Ivy League acceptances. Top LACs. Public university acceptances that, given the applicant profiles, were far from slam dunks. Across the board, the students who realized the importance of the essay performed well.
It might have felt like déjà vu, except for some unique issues that hadn’t been seen in previous cycles and might portend some serious changes upcoming.
The international student problem is getting worse
I worked with international students this year who had, by any reasonable measure, extraordinary profiles. Top grades. High scores. Meaningful extracurriculars. Objectively, I would say their essays were among the best I had seen.
They didn’t get in.
Meanwhile, students with objectively weaker academic records—but with US citizenship or permanent residency —were admitted to schools that rejected my international applicants. This gap seemed to have become more pronounced this year, and in Korea, the clients of some big-name consultancies were completely shut out from the Ivies.
For international families reading this: that’s not a reason to give up. It is a reason to be strategic, to apply to a wider range of schools, and to make sure your essays are doing as much work as they possibly can. The essay cannot fix the visa status problem.

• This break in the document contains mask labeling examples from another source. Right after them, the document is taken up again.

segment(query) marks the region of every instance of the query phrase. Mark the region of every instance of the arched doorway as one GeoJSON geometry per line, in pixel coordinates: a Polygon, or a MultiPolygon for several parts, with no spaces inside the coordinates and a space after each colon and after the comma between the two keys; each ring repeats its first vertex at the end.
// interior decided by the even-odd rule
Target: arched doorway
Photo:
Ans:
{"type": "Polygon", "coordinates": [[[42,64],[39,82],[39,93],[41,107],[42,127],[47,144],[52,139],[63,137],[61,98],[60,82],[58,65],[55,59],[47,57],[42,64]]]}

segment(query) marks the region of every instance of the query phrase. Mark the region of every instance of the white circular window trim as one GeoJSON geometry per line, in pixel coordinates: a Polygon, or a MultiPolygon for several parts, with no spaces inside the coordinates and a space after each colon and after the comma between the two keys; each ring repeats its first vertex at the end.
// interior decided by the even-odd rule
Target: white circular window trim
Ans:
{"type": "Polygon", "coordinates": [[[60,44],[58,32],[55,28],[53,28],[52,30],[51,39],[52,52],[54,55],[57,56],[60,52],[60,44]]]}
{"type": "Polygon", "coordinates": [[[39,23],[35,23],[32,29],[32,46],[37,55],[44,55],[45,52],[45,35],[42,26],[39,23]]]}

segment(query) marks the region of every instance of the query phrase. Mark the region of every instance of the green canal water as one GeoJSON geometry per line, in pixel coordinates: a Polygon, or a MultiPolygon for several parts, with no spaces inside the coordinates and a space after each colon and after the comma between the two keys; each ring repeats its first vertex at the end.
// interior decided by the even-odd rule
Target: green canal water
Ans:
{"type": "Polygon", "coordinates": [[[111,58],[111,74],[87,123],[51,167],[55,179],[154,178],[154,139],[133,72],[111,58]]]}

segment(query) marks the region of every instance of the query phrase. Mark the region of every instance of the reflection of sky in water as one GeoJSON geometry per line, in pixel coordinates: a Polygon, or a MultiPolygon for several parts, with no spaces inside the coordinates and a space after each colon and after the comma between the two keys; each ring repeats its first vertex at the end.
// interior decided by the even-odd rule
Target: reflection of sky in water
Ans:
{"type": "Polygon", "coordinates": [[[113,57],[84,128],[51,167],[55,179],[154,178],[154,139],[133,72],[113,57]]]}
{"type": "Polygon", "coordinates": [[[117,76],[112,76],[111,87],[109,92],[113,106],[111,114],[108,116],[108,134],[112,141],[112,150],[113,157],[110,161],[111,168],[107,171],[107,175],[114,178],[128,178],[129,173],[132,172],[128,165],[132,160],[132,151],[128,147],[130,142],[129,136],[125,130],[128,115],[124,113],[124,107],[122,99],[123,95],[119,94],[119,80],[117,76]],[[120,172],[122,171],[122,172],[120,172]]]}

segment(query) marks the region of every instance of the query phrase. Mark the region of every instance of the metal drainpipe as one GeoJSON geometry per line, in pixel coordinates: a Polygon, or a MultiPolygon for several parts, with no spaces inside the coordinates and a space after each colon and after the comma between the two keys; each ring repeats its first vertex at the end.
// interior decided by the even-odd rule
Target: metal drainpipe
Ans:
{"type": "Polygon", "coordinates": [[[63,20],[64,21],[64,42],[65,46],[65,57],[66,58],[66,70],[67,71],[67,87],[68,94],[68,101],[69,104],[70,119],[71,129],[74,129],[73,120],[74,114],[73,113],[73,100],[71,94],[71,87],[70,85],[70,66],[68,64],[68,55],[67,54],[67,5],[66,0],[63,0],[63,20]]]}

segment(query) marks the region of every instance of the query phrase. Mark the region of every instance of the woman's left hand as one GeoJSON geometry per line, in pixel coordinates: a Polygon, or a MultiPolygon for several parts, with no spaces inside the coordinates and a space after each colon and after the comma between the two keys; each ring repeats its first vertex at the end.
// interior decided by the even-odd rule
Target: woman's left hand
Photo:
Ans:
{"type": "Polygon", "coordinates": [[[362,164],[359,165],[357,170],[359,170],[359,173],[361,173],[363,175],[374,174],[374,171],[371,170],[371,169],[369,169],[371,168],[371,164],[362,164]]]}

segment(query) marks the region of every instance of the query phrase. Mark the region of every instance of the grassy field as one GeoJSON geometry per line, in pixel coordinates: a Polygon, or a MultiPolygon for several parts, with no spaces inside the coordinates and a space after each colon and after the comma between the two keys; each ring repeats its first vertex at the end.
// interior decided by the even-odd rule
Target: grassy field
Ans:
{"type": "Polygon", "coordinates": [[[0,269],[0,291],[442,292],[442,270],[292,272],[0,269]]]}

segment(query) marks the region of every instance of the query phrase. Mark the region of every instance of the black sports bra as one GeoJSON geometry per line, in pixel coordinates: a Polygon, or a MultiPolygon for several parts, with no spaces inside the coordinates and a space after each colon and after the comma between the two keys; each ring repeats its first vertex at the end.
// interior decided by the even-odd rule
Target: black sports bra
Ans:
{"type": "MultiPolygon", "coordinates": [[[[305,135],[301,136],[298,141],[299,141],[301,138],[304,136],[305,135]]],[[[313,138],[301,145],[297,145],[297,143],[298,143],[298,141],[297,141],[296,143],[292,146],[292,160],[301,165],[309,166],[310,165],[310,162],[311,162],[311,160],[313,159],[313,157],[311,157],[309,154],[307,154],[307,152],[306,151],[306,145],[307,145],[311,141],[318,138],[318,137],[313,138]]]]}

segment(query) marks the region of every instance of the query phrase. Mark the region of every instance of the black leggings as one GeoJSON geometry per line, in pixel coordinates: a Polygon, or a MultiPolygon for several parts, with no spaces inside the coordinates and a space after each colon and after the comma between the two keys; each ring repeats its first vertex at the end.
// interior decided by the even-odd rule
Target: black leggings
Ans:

But a weak essay can sink an application that a strong one would have saved.
Domestic students—especially from wealthy families—are becoming more aware of consulting
The other trend I noticed this year: more domestic applicants seeking serious essay help than in previous cycles.
This is partly a reflection of how competitive the landscape has become. Students who might have assumed they could do it on their own are realizing they can’t or shouldn’t. Also, the stigma of getting outside help has waned, and students are painfully aware that applications to T20 schools continue to rise while class sizes remain fixed.
On standardized tests: 1500 is fine because cheating is harder, and your green card is worth more than you think
The floor is lower than you think. If you have a 1500-1550, stop wasting time trying to get 1560+. Channel your energy into your essays. With the SAT and the AP test going digital, cheating has become much more difficult, and scores are finally beginning to normalize as a result. This year’s students had SAT scores ranging from 1480 to 1600. Their scores, however, were not indicative of where they were ultimately accepted.
Citizenship and permanent residency are assets. Students with green cards or US citizenship who scored 1480–1530 were admitted to schools that rejected international students with scores of 1560 and above. Given how fraught immigration issues are in the United States, I expect this situation to worsen before it gets better.
The essay is still the essay
None of what I’ve described above changes the fundamental reality of this work. There are so many factors beyond your control. Your recommendations. Your school profile. Your competition at school. The only thing you can control, thankfully, is quite possibly the most powerful aspect of the application: the essay.
And the essay, done well, can be the tipping point of your application. When it works, it works in ways that are difficult to quantify but impossible to miss. Admissions officers have said that a great personal statement makes a student unforgettable. It makes someone in a committee room pound the table with conviction and say, “This student deserves to be admitted.”
That’s what I do, helping you stand out amongst your peers.
The cycle is over. Applications for 2026–2027 open in a few months.